French retail giant Carrefour, although second to US firm Wal-Mart in global sales, has gained the upper hand in China's retail market in terms of number of stores.
Jean Christophe Voynet, manager of Carrefour Global Sourcing China, told Xinhua the company had signed an agreement with the local government of Hangzhou, capital of east China's Zhejiang Province, to open its 28th Chinese store there.
At the same time, Carrefour set up a global sourcing base in Ningbo, a coastal city in Zhejiang Province, for purchasing goods to be sent overseas. It is the 11th of its kind established by theretail giant in China.
Number one in the European retail market and number two in the world, Carrefour has about 9,200 stores in 31 countries. The year 2002 alone saw its global sales exceed 80 billion Euros.
The French retail giant entered China's vast retail market in 1995. Since then, it has opened a total of 28 stores in 16 major cities. Its sales network covers nearly all of China's economically-developed areas.
Carrefour's major competitor, Wal-Mart, arrived in China in 1996 and has set up 21 branches in six provinces, mostly in southern China.
The world's biggest retail giant has yet to enter China's most economically dynamic cities such as Beijing, Shanghai, Tianjin and Guangzhou, as well as the Yangtze River Delta.

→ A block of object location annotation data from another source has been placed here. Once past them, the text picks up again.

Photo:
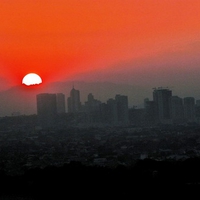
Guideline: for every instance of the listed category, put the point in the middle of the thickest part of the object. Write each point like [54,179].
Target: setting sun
[31,79]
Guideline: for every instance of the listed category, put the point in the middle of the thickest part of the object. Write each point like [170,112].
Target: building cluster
[51,106]
[168,109]
[163,109]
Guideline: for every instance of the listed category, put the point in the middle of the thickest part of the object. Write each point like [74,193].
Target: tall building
[112,114]
[161,97]
[149,112]
[60,103]
[189,109]
[122,108]
[73,102]
[176,109]
[46,109]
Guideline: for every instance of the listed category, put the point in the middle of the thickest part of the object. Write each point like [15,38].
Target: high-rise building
[161,97]
[60,103]
[122,108]
[112,113]
[46,109]
[189,109]
[149,112]
[176,109]
[74,104]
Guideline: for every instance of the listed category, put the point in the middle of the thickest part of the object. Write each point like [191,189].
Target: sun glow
[31,79]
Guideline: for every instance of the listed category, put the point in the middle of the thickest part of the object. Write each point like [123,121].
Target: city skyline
[16,101]
[147,43]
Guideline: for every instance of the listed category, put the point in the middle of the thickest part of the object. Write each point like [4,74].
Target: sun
[31,79]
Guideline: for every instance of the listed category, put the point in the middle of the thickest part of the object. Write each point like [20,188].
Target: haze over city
[147,43]
[127,116]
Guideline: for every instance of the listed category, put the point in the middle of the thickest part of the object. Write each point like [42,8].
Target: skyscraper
[122,108]
[74,104]
[60,103]
[189,109]
[46,109]
[176,109]
[161,97]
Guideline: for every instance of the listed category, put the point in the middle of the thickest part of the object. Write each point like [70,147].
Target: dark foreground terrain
[147,178]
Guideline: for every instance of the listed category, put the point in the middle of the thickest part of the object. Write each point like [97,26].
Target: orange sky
[118,40]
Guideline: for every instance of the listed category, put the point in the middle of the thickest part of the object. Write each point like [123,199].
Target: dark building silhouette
[60,103]
[176,110]
[73,102]
[112,113]
[149,112]
[92,108]
[161,97]
[122,109]
[46,109]
[189,109]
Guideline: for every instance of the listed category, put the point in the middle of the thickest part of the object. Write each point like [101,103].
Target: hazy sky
[140,42]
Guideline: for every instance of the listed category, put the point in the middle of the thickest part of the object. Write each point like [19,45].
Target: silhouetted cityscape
[163,109]
[95,143]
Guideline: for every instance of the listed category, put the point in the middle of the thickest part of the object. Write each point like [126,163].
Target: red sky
[139,42]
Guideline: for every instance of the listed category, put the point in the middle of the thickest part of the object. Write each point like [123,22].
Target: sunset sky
[139,42]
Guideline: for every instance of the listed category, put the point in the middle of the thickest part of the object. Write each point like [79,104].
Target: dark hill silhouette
[147,178]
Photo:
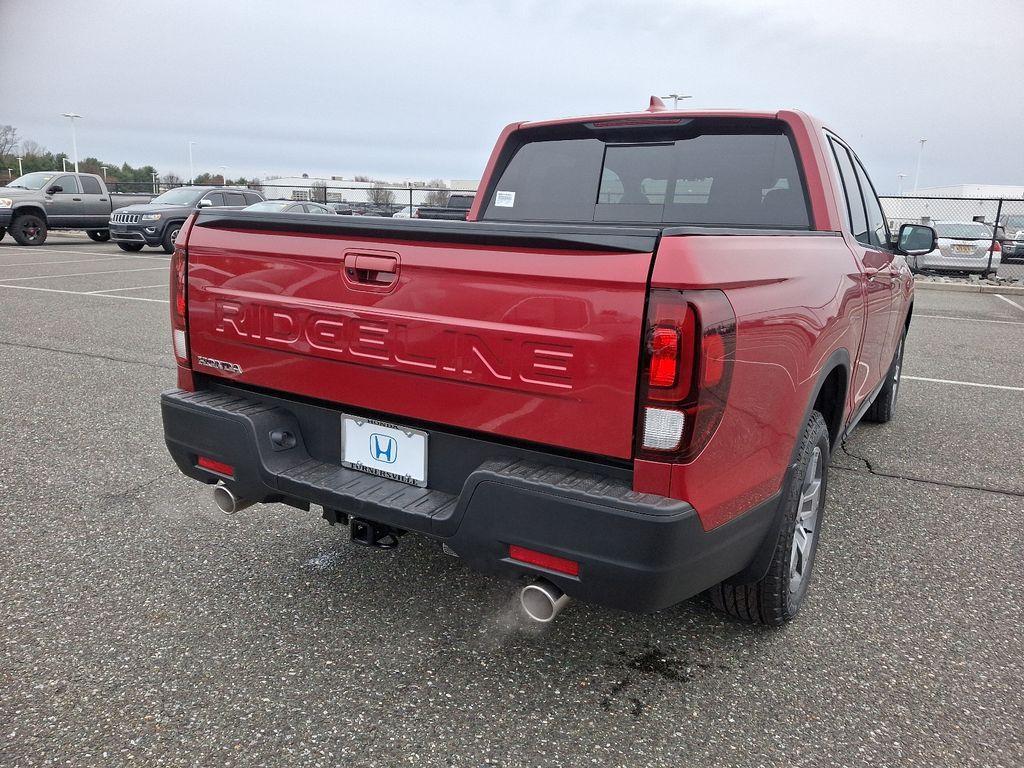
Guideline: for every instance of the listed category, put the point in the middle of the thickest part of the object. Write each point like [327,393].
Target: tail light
[686,371]
[179,303]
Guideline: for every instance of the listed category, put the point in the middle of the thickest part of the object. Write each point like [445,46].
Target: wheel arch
[30,208]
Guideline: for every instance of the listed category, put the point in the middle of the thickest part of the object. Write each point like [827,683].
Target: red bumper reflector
[215,466]
[551,562]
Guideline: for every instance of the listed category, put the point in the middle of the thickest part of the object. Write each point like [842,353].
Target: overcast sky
[420,89]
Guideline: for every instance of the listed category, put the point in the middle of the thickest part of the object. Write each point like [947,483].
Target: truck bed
[527,332]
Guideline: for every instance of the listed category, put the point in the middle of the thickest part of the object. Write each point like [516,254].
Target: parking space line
[83,293]
[966,383]
[1009,301]
[86,274]
[133,288]
[969,320]
[98,253]
[69,261]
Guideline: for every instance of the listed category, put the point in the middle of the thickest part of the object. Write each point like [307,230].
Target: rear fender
[758,566]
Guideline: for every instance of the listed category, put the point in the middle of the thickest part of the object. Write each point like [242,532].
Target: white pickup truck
[36,203]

Meanwhile, the world's third largest retailer, Germany-based Metro, has opened only 15 stores in China, and is dwarfed by Carrefour in its share of China's retail market.
Experts believe that Carrefour's success can be attributed to the fact that it has already established a stable consumer group.
A survey made available by Carrefour shows that the company's consumer group in China comprises mainly medium and low-income urban residents.
This conclusion was based on survey results indicating that about 28 percent of its customers arrive on foot, 15 percent on bicycle and 20 percent by bus.
Carrefour's big market share can also be attributed to its flexible marketing strategy and its clear understanding of China'seconomic policies.
Carrefour's flexibility was reflected in its decision to shift its global sourcing base from southeast Asia and India to China.
In 2001, Carrefour spent 3.5 billion US dollars on purchasing in Asia, of which 61 percent was purchased in China.
Voynet explained that most Chinese goods were low-priced and high quality, which was the main reason the company shifted its global sourcing base to China.
The purchase of goods from China also helped Carrefour to win favor and supportive policies from local governments because, since China launched its reform and opening-up policies in the late 1970s, exports had become an important indicator of local government performance. Carrefour's remarkable purchase volume would generate a large export profit margin for local governments.In return, local governments allowed Carrefour to enjoy favorable policies, according to Voynet.
But problems still exist. According to Chinese government regulations, in every retail joint venture, the overseas stock holder can hold only 65 percent of the shares. Two Carrefour chain stores in northeast China still hold 100 percent of their respective shares.
The Chinese government has already requested that the two stores sell the remaining respective 35 percent of shares to Chinese partners as soon as possible.
Moreover, the intense competition from the overseas retail giants has forced local retail companies to innovate in order to survive and grow.
Inter-regional mergers seem to be an increasingly common method. In 2002, China's biggest retail company, the Shanghai-based Lianhua, merged with Jiayou, the largest in affluent Zhejiang Province, in order to compete with the overseas giants.
Chen Nianci, general manager of the Zhejiang-based Sanjiang retail company, said that if Chinese retail enterprises were to survive in the fierce competition, they would have to improve their logistics systems by expanding their purchasing and sales networks, including in the country's vast rural market, as soon as possible.